When Kurt Kupper took over the position of CEO at Swiss luxury music box company Reuge 12 years ago, he asked his predecessor who the target market was. “Customers,” he was told, “are essentially between 75 years old and the cemetery.”
“It was really dusty,” he says with a chuckle, joking about the brand’s positioning back then. The current collection, however, is anything but dated. These gleaming, ornate pieces range from delicate, bejewelled singing bird boxes (where a mechanical bird dressed in real feathers emerges and whistles a lively tune) to immense, multi-cylinder movements capable of producing over 24 elaborate, lilting melodies. “What we’re trying to do always is come up with things that are different,” says Kupper, who presides over the brand’s private and by-appointment-only exhibition at the Shangri-La Hotel Vancouver. It is the first time Reuge has shown its pieces in the city.

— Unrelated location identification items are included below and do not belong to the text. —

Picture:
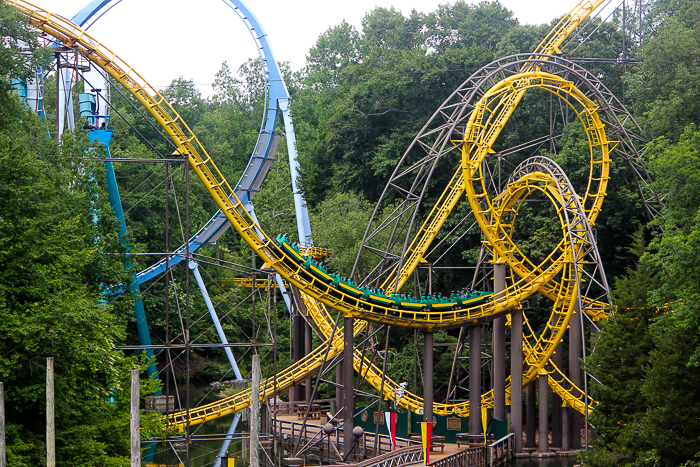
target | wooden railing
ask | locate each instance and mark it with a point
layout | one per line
(500, 451)
(403, 456)
(470, 457)
(289, 430)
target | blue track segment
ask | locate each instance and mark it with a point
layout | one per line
(105, 137)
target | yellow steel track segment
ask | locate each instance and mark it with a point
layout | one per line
(448, 200)
(188, 144)
(159, 108)
(550, 44)
(434, 223)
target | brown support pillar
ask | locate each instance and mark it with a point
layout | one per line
(565, 429)
(349, 407)
(558, 360)
(575, 375)
(531, 414)
(298, 346)
(516, 379)
(339, 386)
(308, 342)
(428, 376)
(475, 380)
(499, 348)
(544, 415)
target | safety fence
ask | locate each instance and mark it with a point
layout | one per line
(501, 451)
(400, 457)
(470, 457)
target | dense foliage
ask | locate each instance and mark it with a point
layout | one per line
(357, 104)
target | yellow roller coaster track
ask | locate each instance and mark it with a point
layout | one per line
(318, 294)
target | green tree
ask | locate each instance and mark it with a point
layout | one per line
(58, 252)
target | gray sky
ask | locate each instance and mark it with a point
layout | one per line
(164, 39)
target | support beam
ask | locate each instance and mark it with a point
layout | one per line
(575, 374)
(558, 360)
(339, 386)
(135, 420)
(3, 455)
(475, 380)
(308, 343)
(565, 429)
(499, 347)
(516, 371)
(531, 414)
(50, 426)
(543, 390)
(428, 376)
(349, 407)
(298, 349)
(254, 422)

In an already niche industry, Reuge stands alone. Founded by Charles Reuge, it has been actively crafting music boxes since 1865 inside the quiet village of Sainte-Croix; in fact, it is the only luxury manufacturer of music boxes left in the world, with a firm belief in doing well one thing and one thing only: extracting wonder and emotion from the mechanical.

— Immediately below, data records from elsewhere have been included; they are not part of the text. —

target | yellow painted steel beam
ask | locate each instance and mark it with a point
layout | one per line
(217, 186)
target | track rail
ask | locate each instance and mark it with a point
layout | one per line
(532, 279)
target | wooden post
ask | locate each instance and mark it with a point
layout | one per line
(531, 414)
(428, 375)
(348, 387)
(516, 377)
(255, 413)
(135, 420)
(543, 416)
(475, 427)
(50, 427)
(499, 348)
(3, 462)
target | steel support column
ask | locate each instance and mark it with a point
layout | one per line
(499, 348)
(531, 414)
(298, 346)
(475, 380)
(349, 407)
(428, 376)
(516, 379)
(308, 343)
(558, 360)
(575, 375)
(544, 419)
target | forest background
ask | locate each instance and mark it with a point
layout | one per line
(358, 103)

“People don’t smile that much anymore,” says Kupper. “We need to put a sparkle in the eyes like we had at Christmas, and that’s our job: to go to the heart of the people and not the wallet.” Kupper, who previously worked as COO of luxury timepiece brand Hublot before assuming his role with Reuge in 2006, was drawn to the possibilities to be had with these musical wonders. “With the music box,” he says, “we appeal much less to the money and more to the art.”
From just a single glance, it’s impossible not to be drawn into the fascinating and imaginative design that each Reuge creation holds. There’s the limited-edition Journey box, a colourful, nautical-inspired movement with a bur oak inlay derived from over 450 individual pieces of wood; or the Highland, a contemporary piece that, when opened, reveals a leather-lined interior with space to accommodate two crystal glasses and a treasured bottle of wine or whisky—they make listening to classic melodies like “What a Wonderful World” by Louis Armstrong and George Gershwin’s “Summertime” all the more special. Considering that a standard music box takes around three months to produce (even longer for commissioned pieces), Reuge’s handiwork is both innovative and timeless.

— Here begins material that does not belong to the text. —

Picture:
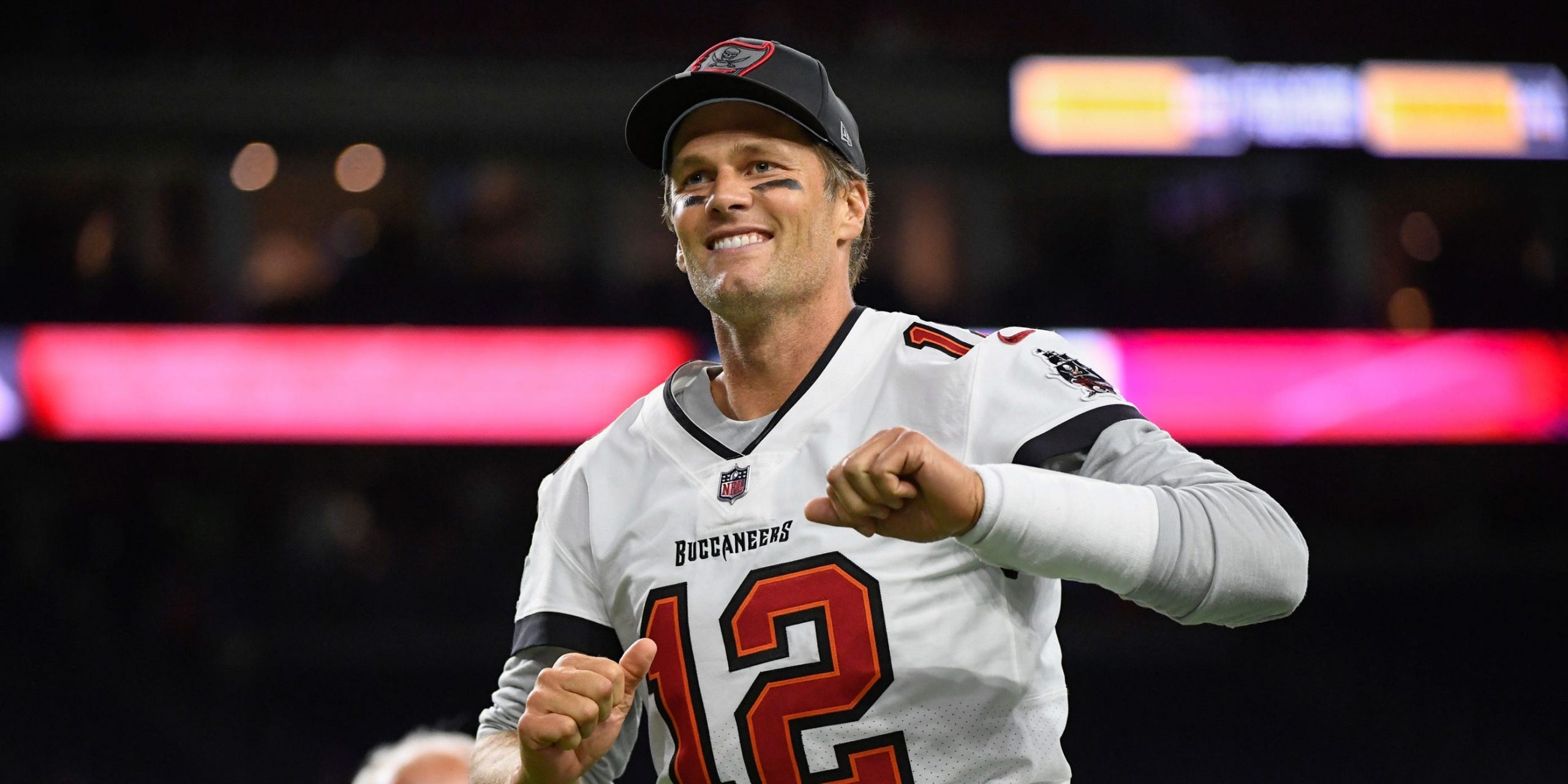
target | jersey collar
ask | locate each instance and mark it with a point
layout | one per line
(778, 416)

It doesn’t come as a surprise, then, that many of Reuge’s clients and recipients are celebrities, dignitaries, and heads of state. This includes Barack Obama, the sultan of Oman (who gifted a pair of singing birds to Prince William and Kate Middleton for their wedding in 2011), and the president of Azerbaijan. “We went to Baku to see the culture and the architecture,” says Kupper, who incorporated details such as the first lady’s favourite cultural instruments and the rug pattern from the president’s hometown into a perfectly personalized gift.
There is an undeniable feeling of nostalgia connected to the twinkling notes of a Reuge creation (for this writer, a piece called Anastasia sparks memories of playing with her mother’s jewellery box and winding back the theme from Love Story). With the ability to inspire lasting meaning and emotion, these musical treasures are truly something to behold.